A retrospective review of medical records for randomly-selected medically-managed patients was conducted to compare patients’ addressed complaints in both comprehensive ophthalmology and glaucoma services in an academic ophthalmology setting.
A total of 101 patients were studied and found to be well-matched by treating service for age, gender, and ethnicity. Glaucoma service patients had greater odds of being follow-up patients than comprehensive service patients (OR=5.282, P=0.000), and lesser odds of presenting with any acute complaints (OR=.261, P=0.009). For patients presenting with complaints, the rate and odds of all concerns being addressed in the assessment and plan were significantly lower in the glaucoma service versus comprehensive service (16.67% versus 63.89%, respectively, OR=.113, P=0.000). Using a multiple logistic regression model to adjust for visit type, age, gender, ethnicity, number of complaints, and treating service, only treating service was found to be significantly associated with all patient complaints being addressed by the treating physician. Using this model, for patients with complaints, the odds of all complaints being addressed in the charted encounter note remained significantly lower (by 92.5%) for patients of glaucoma specialists versus comprehensive ophthalmologists, with an adjusted odds ratio (AOR) of .075 (95% CI: .0189-.298, P=0.000).
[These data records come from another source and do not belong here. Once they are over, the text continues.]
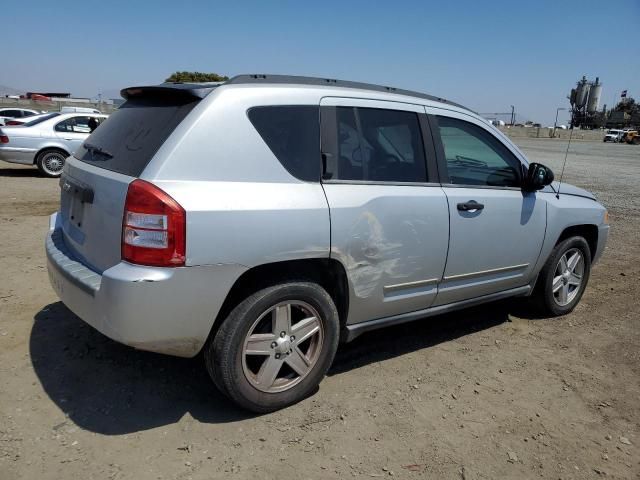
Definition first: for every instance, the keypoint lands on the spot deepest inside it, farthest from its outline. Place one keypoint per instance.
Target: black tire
(543, 295)
(224, 352)
(51, 161)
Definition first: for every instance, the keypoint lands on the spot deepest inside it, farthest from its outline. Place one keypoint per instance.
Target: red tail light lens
(153, 227)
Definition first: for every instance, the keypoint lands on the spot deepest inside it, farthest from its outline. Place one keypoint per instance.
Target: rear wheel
(564, 277)
(51, 162)
(275, 347)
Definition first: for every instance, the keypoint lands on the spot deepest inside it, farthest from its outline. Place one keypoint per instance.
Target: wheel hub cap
(283, 346)
(567, 279)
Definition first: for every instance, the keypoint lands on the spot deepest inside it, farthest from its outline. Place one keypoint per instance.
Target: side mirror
(537, 177)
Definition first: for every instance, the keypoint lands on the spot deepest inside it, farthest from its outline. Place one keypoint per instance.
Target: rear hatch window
(127, 141)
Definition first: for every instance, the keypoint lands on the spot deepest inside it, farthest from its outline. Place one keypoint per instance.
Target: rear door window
(292, 132)
(127, 140)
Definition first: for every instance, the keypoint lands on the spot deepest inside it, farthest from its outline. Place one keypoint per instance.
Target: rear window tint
(127, 141)
(293, 135)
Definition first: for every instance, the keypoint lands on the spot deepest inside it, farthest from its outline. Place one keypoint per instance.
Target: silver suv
(264, 219)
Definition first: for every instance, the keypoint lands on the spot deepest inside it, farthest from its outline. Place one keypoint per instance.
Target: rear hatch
(95, 180)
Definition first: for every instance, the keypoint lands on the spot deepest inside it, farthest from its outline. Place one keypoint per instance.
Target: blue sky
(485, 55)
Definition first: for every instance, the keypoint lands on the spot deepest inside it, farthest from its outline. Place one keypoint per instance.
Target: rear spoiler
(174, 90)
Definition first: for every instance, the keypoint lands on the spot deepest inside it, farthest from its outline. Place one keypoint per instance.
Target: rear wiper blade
(95, 149)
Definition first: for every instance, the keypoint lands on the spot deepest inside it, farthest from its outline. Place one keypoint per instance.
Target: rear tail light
(153, 227)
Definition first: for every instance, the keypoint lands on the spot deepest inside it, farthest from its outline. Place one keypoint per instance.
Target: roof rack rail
(317, 81)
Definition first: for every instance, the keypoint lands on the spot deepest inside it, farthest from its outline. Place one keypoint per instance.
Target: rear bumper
(25, 156)
(164, 310)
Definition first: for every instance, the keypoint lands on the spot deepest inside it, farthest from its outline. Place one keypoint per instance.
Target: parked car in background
(79, 110)
(15, 113)
(47, 141)
(263, 220)
(613, 135)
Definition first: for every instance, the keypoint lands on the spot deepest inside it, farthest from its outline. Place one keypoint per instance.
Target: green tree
(185, 77)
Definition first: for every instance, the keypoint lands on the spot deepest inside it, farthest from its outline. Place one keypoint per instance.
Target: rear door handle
(470, 206)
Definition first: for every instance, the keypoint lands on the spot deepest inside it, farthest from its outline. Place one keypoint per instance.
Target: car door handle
(470, 206)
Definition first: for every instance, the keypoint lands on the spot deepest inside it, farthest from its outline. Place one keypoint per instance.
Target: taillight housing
(153, 227)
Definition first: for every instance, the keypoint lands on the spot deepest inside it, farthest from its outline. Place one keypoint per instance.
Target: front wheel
(564, 277)
(275, 347)
(51, 162)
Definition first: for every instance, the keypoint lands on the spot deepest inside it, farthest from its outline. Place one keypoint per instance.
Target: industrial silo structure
(595, 91)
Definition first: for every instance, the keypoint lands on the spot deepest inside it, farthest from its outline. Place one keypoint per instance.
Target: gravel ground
(492, 392)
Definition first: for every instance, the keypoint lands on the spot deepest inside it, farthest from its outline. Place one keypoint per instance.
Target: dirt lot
(488, 393)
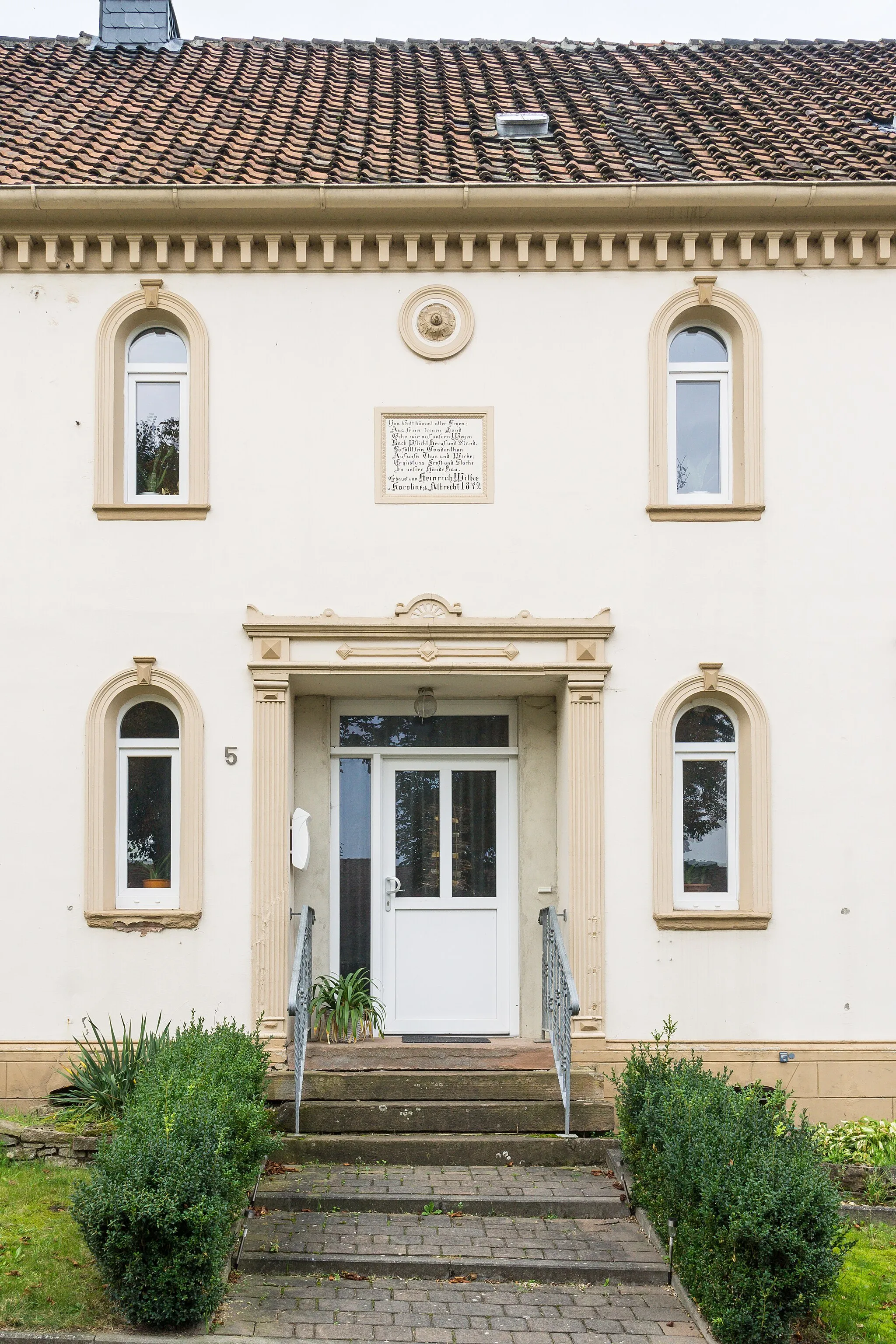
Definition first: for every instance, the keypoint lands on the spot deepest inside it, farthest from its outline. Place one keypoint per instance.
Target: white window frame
(683, 752)
(147, 898)
(704, 373)
(135, 374)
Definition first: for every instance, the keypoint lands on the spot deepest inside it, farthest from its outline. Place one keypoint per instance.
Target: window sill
(714, 920)
(151, 512)
(144, 921)
(706, 512)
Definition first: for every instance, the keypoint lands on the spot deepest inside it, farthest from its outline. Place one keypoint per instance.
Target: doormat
(446, 1041)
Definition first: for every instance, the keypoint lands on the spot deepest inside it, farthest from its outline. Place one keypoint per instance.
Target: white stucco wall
(800, 607)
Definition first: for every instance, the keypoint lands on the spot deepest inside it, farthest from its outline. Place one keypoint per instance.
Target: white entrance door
(446, 894)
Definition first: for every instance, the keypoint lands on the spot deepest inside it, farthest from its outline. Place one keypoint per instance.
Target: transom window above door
(699, 417)
(156, 409)
(409, 730)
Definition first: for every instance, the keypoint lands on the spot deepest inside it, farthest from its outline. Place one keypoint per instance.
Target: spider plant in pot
(344, 1007)
(140, 855)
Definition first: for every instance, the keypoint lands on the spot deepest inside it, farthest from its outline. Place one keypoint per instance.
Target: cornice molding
(422, 628)
(514, 240)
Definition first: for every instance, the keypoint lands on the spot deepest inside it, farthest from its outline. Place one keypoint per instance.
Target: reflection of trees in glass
(159, 456)
(704, 799)
(706, 877)
(706, 724)
(417, 833)
(473, 834)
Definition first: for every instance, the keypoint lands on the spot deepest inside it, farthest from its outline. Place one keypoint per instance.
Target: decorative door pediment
(427, 632)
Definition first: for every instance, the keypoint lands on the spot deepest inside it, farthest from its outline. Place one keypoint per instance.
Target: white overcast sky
(614, 21)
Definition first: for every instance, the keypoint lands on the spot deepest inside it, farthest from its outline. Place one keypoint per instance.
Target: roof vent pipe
(128, 22)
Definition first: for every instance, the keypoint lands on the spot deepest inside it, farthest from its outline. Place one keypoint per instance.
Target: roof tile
(262, 112)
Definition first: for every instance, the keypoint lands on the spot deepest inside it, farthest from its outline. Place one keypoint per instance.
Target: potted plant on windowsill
(140, 855)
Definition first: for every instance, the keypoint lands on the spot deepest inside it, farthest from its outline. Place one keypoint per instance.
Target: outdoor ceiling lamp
(426, 705)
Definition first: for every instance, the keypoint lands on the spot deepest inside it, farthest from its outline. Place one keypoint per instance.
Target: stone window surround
(101, 800)
(735, 318)
(122, 319)
(754, 795)
(277, 679)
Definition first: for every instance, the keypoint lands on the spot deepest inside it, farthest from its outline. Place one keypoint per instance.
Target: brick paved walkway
(406, 1312)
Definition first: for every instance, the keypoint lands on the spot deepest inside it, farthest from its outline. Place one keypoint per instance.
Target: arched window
(152, 409)
(700, 468)
(706, 809)
(158, 417)
(706, 408)
(711, 805)
(148, 811)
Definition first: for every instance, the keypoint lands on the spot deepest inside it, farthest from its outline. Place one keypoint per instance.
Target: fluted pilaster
(270, 858)
(585, 709)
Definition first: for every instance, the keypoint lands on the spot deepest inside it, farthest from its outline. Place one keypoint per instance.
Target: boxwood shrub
(758, 1237)
(159, 1209)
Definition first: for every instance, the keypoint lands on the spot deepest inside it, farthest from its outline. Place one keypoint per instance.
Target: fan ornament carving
(429, 607)
(436, 322)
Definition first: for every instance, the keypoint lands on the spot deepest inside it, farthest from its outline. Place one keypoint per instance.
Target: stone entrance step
(446, 1117)
(445, 1150)
(525, 1191)
(442, 1246)
(434, 1085)
(393, 1054)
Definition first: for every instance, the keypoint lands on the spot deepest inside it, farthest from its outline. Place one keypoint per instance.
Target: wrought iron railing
(300, 998)
(559, 1002)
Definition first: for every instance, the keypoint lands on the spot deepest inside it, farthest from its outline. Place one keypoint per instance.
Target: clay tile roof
(261, 112)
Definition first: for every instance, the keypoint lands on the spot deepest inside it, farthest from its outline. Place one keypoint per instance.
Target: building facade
(488, 452)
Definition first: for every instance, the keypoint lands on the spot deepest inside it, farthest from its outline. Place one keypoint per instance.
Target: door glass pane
(473, 834)
(417, 833)
(354, 866)
(406, 730)
(706, 826)
(148, 820)
(698, 346)
(158, 439)
(158, 346)
(150, 720)
(698, 437)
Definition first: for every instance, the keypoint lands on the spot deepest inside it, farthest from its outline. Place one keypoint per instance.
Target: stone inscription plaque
(433, 456)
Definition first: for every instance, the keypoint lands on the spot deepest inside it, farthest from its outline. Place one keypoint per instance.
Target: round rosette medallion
(436, 322)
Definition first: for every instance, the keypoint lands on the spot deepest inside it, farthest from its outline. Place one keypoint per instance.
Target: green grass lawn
(863, 1307)
(48, 1274)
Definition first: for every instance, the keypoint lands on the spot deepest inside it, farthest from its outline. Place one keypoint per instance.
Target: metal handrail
(559, 1002)
(300, 999)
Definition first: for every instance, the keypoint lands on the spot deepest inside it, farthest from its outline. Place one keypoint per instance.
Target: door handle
(393, 888)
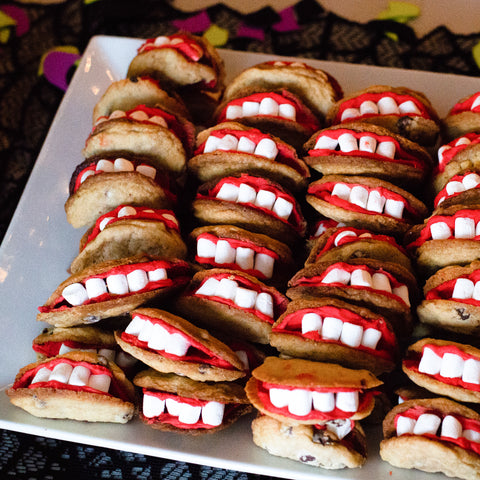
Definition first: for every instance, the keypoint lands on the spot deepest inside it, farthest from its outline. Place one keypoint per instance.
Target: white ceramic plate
(40, 244)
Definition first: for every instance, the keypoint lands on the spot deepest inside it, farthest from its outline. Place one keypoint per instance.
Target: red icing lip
(401, 156)
(467, 423)
(304, 116)
(292, 325)
(375, 97)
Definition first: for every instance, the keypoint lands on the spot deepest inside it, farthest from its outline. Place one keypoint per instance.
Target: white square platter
(40, 244)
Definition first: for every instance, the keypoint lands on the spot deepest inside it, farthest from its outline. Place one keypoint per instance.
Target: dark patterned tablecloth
(35, 38)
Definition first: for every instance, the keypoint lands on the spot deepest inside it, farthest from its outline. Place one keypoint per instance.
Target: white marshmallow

In this study, compared to glaucoma specialists, patients seen by comprehensive ophthalmologists were more likely to have all their concerns addressed in the charted encounter note. Patients seen by glaucoma specialists were more likely to be seen in follow-up appointments and less likely to voice acute complaints, though neither visit type nor number of complaints were found to be significantly associated with all complaints being addressed. As patient-centered outcomes and patient perceptions become increasingly-adopted metrics for physician performance, the study findings show an important opportunity to improve physician-patient communication regarding patient concerns, particularly for subspecialty services.